Amazon gets exposed for making workers work in inhuman conditions, offers a meek apology

Amazon workers protesting

(PC: CIO)

Workers in Amazons, the ones that carry out grub work have been protesting in Europe and America for weeks. In Alabama, Amazon has been fighting hard to stop its workers from unionising. Now it has become very clear why. The working conditions at Amazon warehouses are inhuman and now they have been exposed

Rep. Mark Pocan, who is endorsing the unionisation efforts of 5,800 Amazon warehouse employees in Bessemer, Alabama, released a tweet on March 25 criticising Amazon’s working conditions and anti-union efforts. He claimed that paying employees $15 an hour does not inherently make Amazon a “progressive workplace,” particularly when the company engages in “union-busting” and forces employees to urinate in water bottles.

Amazon’s official Twitter account expressed shock, saying: “You don’t really believe the peeing in bottles thing, do you? If that were true, nobody would work for us”. And went on to add that there are “over million incredible employees around the world have great wages and health care from day one”. 

A defiant Amazon, on the other hand, was caught off guard when several media outlets published reports citing Amazon workers who said they had no choice but to use plastic bottles to urinate. The staffs were just repeating what many Amazon employees had previously said about the company’s difficult working conditions.

Intercept wrote a comprehensive story about how Amazon managers had regularly brought up the topic of its staff urinating while on delivery, in meetings, company policy papers, and emails. According to the website, documents show Amazon was aware that their drivers urinated in bottles and even defecated while on the road.

Amazon was exposed and it was left with no choice. It had to apologise and offered a very meek apology. The e-commerce giant immediately released a statement calling its initial tweet an “own-goal” because it neglected to account for the company’s large driver population and instead concentrated on fulfilment centre workers. The statement on their website said, “We’re unhappy about it, and we owe an apology to Representative Pocan.”

Amazon’s fulfilment centres, or warehouses where products are sorted and packed before being shipped to consumers, had hundreds of toilets that workers could use “at any time,” according to them. The statement also said that the employees may leave their workstation at any time.

However, Amazon acknowledged that their drivers “can and do have difficulty locating restrooms due to traffic or often rural roads,” which was particularly true given the fact that many public restrooms were closed during Covid. The company went on to say that this was a “long-standing, industry-wide problem” that they needed to address.

The apology, however, did not appease Pocan, who responded on Saturday (March 3) by tweeting that this was not about him and that it was about Amazon’s staff, whom he said were not treated with enough respect or dignity. He also chastised them, saying that they should recognise and correct the “inadequate working conditions” that they provided to all of their employees. And, at the end of the tweet, he asked Amazon to allow its workers to form unions if they so desired.

Amazon has resisted attempts by its employees to form unions in the United States, claiming that its workers receive fair wages and benefits by US standards. However, the European facilities are unionised. Moreover, the European centres are not just unionised but are also protesting against the global giant. 

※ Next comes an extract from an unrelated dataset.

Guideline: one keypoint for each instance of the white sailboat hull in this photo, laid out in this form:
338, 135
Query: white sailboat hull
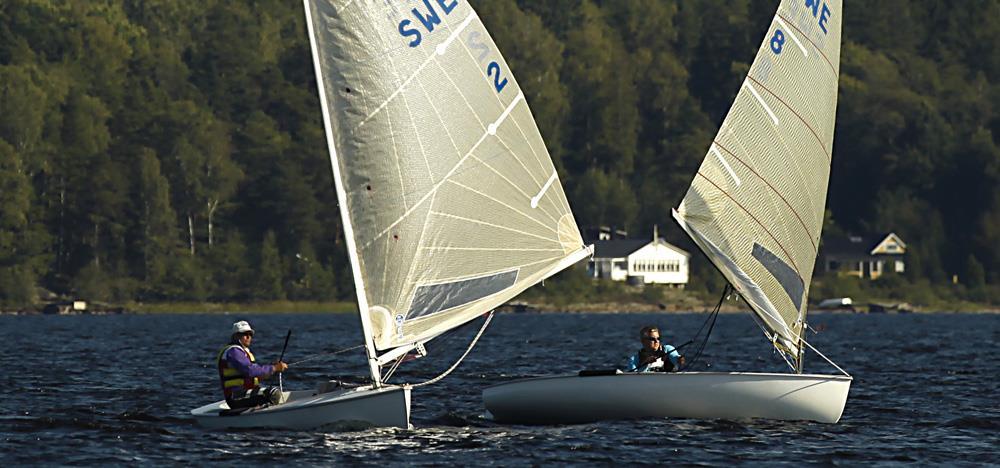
702, 395
381, 407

On March 22nd, Amazon warehouse and distribution staff in Italy went on strike for 24 hours to demand improvements to workloads, schedules, and benefits from the company. This is the first strike to affect Amazon’s entire logistics operations in Italy, according to labour unions FILT-CGIL, FIT-CISL, and Uiltrasporti. Several Amazon warehouses in Italy are on strike for 24 hours, including those in Tuscany, Florence, and Pisa.

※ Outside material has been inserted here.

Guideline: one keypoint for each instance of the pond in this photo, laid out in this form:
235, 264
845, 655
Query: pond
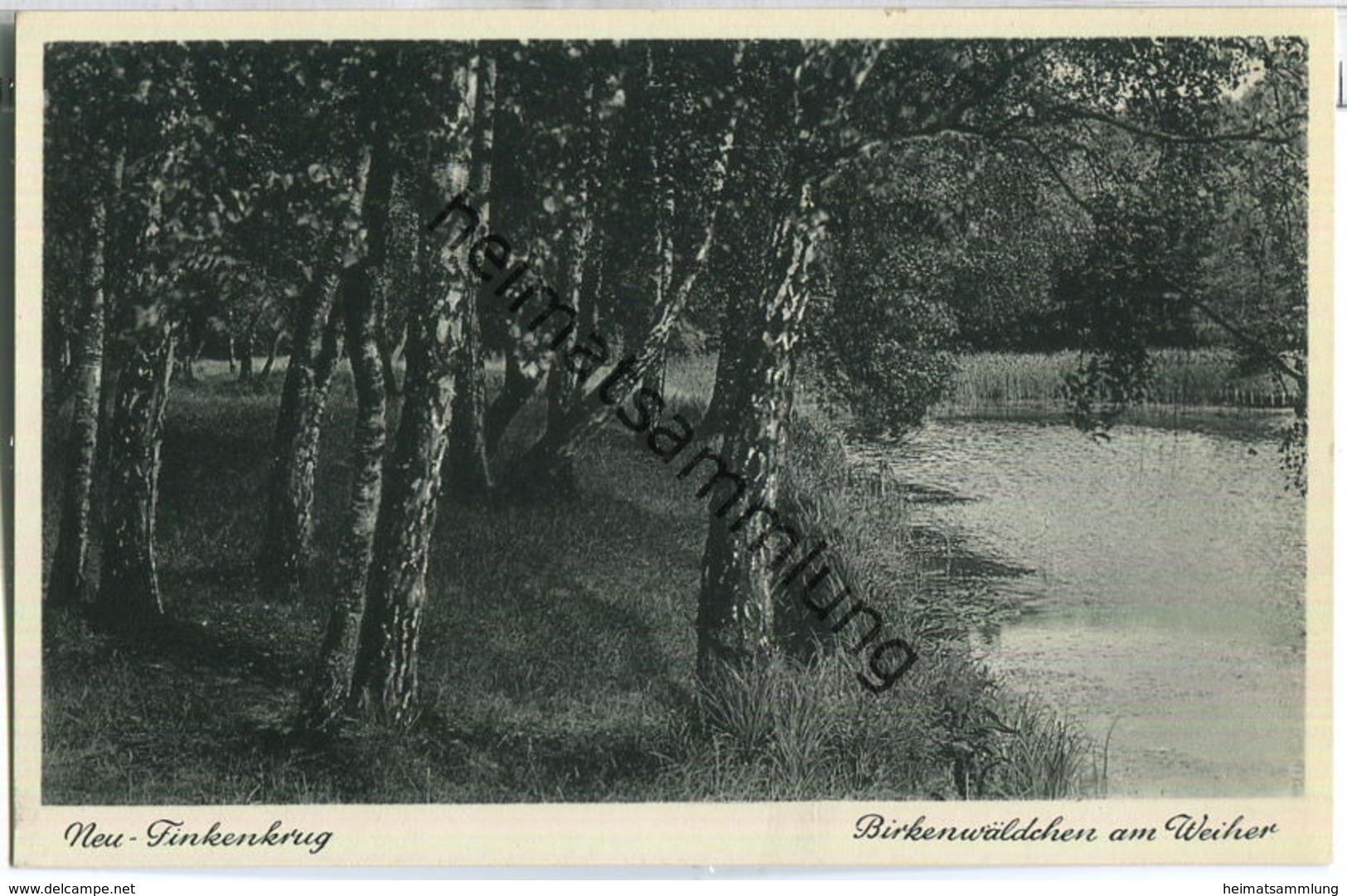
1161, 588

The demand for the betterment of working conditions at Amazon is on the rise. Workers want better conditions and want to unionise to make their voices heard but Amazon is inherently bent on stopping them from doing so. Amazon knows that if it allows workers to unionise it would not be able to make do with the same working conditions under which it is forcing tremendous pressure on its workers and very obviously gulping down the profits.